TRW requested neither my salary history nor my Social Security number before the interviews. They did not give me an employment application until all interviews were done; then they also gave me an envelope and told me to fill out the application at home. (They made one mistake in that I had to put a stamp on the envelope, but I forgive them the 32¢ (first-class postage back in 1997).) The application asked about my education but not about when I was in school. (In 1996, I saw many applications that asked the date of my schooling. In 1997, the only companies that asked for the date also committed several other mistakes that, combined, made me sorry I ever thought of working there.)

When someone finally asked me about what kind of salary I wanted, it was during a phone call, just after he said: "If we were to mail you an offer of employment …" Within four days of that phone call, I received a written offer of employment at TRW, with a starting salary $2,000 more than I requested!

In the meantime, I had also interviewed at Amgen, which was much, much closer to my home than TRW and had (and still has) a very good reputation as an employer. Those interviews were very positive. When I received the offer from TRW, I called some friends who worked at Amgen to have them discretely inquire about my status. The feedback was that, of all candidates interviewed for the position, I was rated the highest — except by the manager to whom I would be reporting. The reality was that she had already chosen the person she wanted to hire before the recruiting process ever began and was going through the motions merely to meet the demands of her superiors and the company policies. I accepted TRW's offer. Shortly thereafter, I heard that the Amgen manager who had rigged her recruiting had left that company.

Final Words

Out of all the companies where I interviewed during my second four months of unemployment, two really upset me. I took my own advice and decided I would never, ever work at either of them. I wrote letters withdrawing from consideration, explaining that I was accepting a very attractive offer of employment from another company (without naming TRW). I included a brief description of how their Human Resources people were unacceptably demanding regarding my salary history and Social Security number. In one letter, I mentioned how — at that company — they required me to fill out an employment application without any prior warning and without providing a proper place to write. I mailed these letters to the managers who interviewed me, with a comment that with the job market now improving [at that time] they would find truly talented employees refusing to be interviewed under these conditions.

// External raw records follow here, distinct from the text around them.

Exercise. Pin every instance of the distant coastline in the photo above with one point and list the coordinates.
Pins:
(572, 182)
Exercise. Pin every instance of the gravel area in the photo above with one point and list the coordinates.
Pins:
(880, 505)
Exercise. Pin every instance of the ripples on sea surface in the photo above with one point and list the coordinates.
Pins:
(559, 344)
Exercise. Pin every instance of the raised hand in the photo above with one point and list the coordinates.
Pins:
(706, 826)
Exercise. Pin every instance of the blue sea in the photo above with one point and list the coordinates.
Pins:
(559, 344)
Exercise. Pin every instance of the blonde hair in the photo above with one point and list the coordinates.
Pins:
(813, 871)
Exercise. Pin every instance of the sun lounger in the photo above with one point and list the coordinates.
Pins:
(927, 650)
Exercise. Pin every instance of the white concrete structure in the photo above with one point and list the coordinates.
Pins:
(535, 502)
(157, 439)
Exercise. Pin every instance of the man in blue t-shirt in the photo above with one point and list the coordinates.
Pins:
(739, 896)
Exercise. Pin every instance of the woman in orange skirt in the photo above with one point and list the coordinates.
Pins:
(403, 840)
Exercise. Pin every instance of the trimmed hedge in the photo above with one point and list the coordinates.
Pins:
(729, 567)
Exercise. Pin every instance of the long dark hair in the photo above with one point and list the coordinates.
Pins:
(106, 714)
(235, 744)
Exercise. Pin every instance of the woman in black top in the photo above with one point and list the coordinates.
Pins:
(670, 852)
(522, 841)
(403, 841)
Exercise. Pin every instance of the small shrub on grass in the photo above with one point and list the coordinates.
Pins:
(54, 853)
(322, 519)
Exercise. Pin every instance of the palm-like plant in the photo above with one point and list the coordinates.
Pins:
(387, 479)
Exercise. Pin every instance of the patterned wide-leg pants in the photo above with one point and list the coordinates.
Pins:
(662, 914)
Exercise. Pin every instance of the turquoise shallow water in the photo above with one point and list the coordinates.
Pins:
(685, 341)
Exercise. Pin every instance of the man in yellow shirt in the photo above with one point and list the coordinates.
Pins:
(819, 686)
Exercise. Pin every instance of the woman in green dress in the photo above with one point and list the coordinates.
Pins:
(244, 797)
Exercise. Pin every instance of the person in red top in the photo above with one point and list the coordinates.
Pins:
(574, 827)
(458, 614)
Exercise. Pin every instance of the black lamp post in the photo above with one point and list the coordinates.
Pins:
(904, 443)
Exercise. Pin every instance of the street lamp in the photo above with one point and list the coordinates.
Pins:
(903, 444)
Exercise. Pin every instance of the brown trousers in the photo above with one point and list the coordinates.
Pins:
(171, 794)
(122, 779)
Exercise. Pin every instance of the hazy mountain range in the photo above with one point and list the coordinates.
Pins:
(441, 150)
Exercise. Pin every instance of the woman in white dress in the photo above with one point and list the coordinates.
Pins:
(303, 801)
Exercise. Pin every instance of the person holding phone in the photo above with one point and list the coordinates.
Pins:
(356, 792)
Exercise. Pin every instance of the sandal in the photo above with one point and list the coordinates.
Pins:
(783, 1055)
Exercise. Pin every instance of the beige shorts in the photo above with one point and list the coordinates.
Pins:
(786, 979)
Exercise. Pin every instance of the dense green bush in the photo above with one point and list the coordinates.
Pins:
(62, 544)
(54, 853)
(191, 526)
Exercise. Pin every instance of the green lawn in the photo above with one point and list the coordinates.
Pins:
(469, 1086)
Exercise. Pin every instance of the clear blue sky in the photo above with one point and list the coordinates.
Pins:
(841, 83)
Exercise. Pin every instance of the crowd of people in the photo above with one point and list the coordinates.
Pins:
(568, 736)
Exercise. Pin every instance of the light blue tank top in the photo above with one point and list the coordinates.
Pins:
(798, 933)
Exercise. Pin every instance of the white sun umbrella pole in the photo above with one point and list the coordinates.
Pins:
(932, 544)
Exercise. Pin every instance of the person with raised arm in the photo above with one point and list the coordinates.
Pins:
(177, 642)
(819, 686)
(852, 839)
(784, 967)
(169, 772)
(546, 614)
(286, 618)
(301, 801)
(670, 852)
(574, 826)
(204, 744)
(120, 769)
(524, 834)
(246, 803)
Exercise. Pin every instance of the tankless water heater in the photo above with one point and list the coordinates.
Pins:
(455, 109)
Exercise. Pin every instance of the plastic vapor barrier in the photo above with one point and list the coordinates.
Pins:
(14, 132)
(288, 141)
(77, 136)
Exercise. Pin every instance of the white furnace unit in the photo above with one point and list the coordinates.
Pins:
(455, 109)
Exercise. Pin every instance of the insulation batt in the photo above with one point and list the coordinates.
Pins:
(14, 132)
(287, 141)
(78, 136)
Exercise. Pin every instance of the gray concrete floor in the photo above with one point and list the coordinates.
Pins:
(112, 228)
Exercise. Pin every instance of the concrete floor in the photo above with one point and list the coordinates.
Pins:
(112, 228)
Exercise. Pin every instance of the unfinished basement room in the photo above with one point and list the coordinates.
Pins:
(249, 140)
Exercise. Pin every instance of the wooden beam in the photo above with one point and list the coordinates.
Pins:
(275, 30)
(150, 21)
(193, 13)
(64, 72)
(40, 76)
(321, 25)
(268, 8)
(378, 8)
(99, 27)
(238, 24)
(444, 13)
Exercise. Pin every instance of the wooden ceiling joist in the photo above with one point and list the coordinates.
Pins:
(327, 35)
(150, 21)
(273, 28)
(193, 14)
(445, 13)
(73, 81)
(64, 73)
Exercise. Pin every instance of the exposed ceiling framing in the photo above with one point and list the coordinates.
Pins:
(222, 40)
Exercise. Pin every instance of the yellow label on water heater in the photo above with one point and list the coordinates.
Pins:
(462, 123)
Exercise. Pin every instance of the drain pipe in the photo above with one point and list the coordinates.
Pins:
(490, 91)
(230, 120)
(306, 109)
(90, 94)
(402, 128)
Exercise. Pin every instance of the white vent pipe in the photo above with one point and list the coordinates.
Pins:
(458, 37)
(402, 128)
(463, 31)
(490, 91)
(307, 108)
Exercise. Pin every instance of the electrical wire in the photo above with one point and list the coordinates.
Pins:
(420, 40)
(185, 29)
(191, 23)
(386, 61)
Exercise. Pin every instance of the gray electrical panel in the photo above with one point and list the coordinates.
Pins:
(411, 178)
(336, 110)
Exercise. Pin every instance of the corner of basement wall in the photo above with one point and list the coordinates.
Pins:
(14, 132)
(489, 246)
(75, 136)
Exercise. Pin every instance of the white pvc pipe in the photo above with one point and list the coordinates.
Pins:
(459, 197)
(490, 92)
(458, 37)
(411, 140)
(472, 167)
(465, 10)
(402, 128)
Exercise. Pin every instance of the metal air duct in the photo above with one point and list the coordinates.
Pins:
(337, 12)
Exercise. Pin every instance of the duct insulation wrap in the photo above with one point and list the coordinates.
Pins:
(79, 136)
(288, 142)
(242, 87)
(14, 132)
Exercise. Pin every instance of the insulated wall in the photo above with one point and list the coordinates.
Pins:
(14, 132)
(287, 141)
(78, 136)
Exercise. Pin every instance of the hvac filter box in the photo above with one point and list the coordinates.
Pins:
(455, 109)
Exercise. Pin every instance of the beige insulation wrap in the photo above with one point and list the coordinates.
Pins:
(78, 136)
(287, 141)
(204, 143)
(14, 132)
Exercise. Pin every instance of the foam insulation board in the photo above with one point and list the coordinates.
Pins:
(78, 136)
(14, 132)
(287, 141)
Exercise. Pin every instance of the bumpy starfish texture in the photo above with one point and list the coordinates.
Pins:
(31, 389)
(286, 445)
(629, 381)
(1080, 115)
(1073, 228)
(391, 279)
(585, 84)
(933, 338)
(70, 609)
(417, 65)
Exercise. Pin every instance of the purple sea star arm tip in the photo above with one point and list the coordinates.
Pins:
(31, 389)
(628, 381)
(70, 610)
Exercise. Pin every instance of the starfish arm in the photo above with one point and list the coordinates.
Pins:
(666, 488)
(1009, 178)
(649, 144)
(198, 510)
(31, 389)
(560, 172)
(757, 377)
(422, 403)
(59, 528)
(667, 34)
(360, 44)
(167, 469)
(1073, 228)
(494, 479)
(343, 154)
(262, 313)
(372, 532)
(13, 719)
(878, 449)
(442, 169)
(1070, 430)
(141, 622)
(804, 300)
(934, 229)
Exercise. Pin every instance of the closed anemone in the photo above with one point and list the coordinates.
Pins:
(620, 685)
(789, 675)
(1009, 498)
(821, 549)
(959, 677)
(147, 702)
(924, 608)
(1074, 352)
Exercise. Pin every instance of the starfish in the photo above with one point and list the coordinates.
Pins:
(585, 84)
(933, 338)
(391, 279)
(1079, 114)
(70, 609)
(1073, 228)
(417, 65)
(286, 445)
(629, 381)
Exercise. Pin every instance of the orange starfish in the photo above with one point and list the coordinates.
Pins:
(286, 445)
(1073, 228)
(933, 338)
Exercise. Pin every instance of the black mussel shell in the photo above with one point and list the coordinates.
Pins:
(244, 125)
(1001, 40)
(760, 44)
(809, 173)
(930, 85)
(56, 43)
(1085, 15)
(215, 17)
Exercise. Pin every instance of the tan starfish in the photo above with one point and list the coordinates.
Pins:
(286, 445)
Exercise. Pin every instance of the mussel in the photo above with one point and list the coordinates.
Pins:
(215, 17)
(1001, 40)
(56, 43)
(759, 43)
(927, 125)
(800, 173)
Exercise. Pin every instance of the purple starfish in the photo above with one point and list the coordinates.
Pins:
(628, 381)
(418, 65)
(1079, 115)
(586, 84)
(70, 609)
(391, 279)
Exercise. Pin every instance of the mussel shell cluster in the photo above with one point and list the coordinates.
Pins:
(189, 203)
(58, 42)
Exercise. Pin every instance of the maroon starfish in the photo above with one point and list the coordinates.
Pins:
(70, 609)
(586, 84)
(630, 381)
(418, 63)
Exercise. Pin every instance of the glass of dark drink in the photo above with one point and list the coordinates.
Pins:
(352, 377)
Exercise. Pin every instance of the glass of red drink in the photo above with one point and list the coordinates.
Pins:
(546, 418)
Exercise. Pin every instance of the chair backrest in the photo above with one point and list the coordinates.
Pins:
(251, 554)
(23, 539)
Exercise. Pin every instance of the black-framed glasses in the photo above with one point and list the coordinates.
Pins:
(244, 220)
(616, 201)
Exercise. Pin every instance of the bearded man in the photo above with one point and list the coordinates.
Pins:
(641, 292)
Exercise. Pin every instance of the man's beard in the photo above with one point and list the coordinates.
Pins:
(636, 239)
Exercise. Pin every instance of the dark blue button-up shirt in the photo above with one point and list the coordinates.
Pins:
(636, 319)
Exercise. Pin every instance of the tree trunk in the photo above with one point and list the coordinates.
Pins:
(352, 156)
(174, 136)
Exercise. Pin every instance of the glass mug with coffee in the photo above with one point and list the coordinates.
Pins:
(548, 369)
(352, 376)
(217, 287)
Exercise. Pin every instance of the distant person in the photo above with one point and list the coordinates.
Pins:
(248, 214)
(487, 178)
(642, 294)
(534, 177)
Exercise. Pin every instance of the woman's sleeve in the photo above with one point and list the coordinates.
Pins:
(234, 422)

Two days after mailing the letters, I got a call from a recruiting agency. Although I had already accepted an offer of employment, I listened to what the recruiter had to say. The job he described sounded familiar. I asked him where the employer was located. Then I correctly guessed the name of the employer. It was where I had mailed one of those two letters. I told the recruiter that the company did not have enough money to pay me to work for them and why he would have a very difficult time finding any one willing to put up with their demands. (It sure was nice to have a job in my hand and be able to be honest like that.)

I also sent very polite letters to all others who interviewed me but who never gave me any feedback. I explained that I had to withdraw from consideration as an employee because I had accepted an offer from another company. I concluded by saying that my conscience required me to notify them so that they would not expend any more effort evaluating me. Several of these companies — including one of the two "nasties" — really had no understanding that I was telling them: "Don't bother me; I already have a job!" Instead, they responded as if I were asking for my status; they sent me letters regretfully informing me that they had selected other candidates for their positions.